BLOOMINGTON -- Hockey players served breakfast at Bloomington Junior High School students while the Cat in the Hat whirled through Irving Elementary School’s cafeteria as students ate green eggs and ham.
It was all part of a plan to encourage healthy eating. On other days, whole grain bread, low fat milk, vegetables and fruit speak for themselves as part of new federal nutrition standards.
Irving fourth-grader Aakiah Sylvester likes eating breakfast and lunch at school and is among about 200 students who eat breakfast there every day.
“This is my favorite,” she said of the green eggs and ham.
District 87 food services director Julie McCoy said some managers worried kids wouldn’t like the healthy choices or would bring something less-healthy from home, but that hasn’t been the case.
The new menu offers leaner proteins, more fruit and low fat or skim milk. Certain foods, like bagels, are smaller, so they meet lower calorie counts.
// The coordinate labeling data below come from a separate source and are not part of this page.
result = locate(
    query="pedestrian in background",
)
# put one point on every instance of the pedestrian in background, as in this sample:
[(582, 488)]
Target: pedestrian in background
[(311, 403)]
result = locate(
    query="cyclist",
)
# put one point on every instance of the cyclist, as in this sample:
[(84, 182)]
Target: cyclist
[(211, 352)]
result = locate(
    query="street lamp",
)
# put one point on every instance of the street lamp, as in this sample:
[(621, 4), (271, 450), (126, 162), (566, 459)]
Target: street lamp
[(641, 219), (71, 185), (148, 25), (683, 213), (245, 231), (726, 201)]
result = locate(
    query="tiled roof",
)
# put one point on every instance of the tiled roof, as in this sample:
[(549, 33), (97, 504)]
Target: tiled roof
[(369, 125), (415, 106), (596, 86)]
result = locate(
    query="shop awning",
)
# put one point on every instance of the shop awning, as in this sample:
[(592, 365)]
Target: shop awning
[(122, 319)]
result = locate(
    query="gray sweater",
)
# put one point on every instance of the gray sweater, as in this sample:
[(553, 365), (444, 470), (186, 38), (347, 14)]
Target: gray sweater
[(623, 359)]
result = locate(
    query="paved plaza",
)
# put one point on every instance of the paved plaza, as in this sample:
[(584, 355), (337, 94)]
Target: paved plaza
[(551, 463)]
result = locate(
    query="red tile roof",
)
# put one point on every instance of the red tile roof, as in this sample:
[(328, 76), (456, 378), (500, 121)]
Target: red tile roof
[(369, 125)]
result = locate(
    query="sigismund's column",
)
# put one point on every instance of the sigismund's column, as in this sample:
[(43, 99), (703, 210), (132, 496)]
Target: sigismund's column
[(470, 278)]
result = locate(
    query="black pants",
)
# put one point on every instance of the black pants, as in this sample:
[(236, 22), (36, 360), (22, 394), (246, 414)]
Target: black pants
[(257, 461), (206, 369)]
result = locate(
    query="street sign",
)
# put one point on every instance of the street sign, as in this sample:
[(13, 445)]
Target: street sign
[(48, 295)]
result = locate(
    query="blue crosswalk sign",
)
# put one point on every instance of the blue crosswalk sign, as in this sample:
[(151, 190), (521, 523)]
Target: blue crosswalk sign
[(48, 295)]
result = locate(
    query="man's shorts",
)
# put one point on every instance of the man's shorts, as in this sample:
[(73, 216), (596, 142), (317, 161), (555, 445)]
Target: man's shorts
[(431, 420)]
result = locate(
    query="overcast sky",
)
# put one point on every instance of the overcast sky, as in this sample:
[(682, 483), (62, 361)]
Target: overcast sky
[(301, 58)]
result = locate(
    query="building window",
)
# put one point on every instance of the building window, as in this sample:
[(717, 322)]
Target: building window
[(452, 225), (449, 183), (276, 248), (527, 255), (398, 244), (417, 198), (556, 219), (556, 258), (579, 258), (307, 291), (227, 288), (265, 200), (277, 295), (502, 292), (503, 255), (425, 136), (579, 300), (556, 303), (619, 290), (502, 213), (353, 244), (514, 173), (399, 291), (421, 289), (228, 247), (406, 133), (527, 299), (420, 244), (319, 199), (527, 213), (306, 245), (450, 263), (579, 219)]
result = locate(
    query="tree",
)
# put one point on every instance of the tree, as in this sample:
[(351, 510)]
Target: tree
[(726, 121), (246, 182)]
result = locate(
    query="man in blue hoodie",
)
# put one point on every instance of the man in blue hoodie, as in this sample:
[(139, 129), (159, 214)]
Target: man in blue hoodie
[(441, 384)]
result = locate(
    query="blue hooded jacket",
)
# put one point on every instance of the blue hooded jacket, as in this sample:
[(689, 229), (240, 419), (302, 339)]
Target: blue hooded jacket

McCoy said students’ food intake hasn’t decreased and, in fact, actually increased in some areas.
“We have to be a role model to set an example for kids” every day, she said, not just during a national healthy-food promotion in March.
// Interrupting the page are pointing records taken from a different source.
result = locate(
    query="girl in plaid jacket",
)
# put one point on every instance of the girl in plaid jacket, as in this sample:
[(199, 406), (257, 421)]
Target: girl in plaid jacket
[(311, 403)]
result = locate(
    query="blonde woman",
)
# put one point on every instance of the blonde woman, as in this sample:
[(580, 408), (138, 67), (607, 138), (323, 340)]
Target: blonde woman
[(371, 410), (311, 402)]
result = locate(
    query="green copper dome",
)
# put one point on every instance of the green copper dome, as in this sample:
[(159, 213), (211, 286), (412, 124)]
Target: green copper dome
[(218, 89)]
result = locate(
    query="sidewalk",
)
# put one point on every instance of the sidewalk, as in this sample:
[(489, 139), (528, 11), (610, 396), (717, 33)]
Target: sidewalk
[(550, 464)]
Still, the push brought celebrity servers — police, firefighters and Bloomington Blaze players — mixed with daily nutrition awareness.
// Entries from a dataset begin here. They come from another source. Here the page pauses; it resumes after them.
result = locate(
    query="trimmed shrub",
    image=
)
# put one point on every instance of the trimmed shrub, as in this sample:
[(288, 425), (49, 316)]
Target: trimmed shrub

The federal requirements call not only for more vegetables, but for specific numbers of different types of vegetables: dark green, for example, or a type of bean.
“We do a lot of taste testing and let the students be part of it” when items are introduced, McCoy said.
“They are pretty interested in trying vegetables,” agreed Irving food manager Lucy Abbott.
Abbott said the new rules have been “no problem.”
“A lot of it is Mrs. Obama,” she said, with students taking to heart the First Lady’s encouragement to eat healthy foods and exercise.
At Irving, Abbott promotes “clean your tray,” which encourages students to eat an entire serving of fruit or vegetables. Those with a “lucky tray” win pencils, books and stuffed toys.
Brightly colored stars, which list students’ breakfast foods, hang from the ceiling.
At the junior high, sixth-grader Dylan Fosdick got an apple with his breakfast — along with an autograph from Blaze defenseman Aaron Dawson, Peoria.
At 61/2 feet and 220 pounds, it’s likely he ate his vegetables.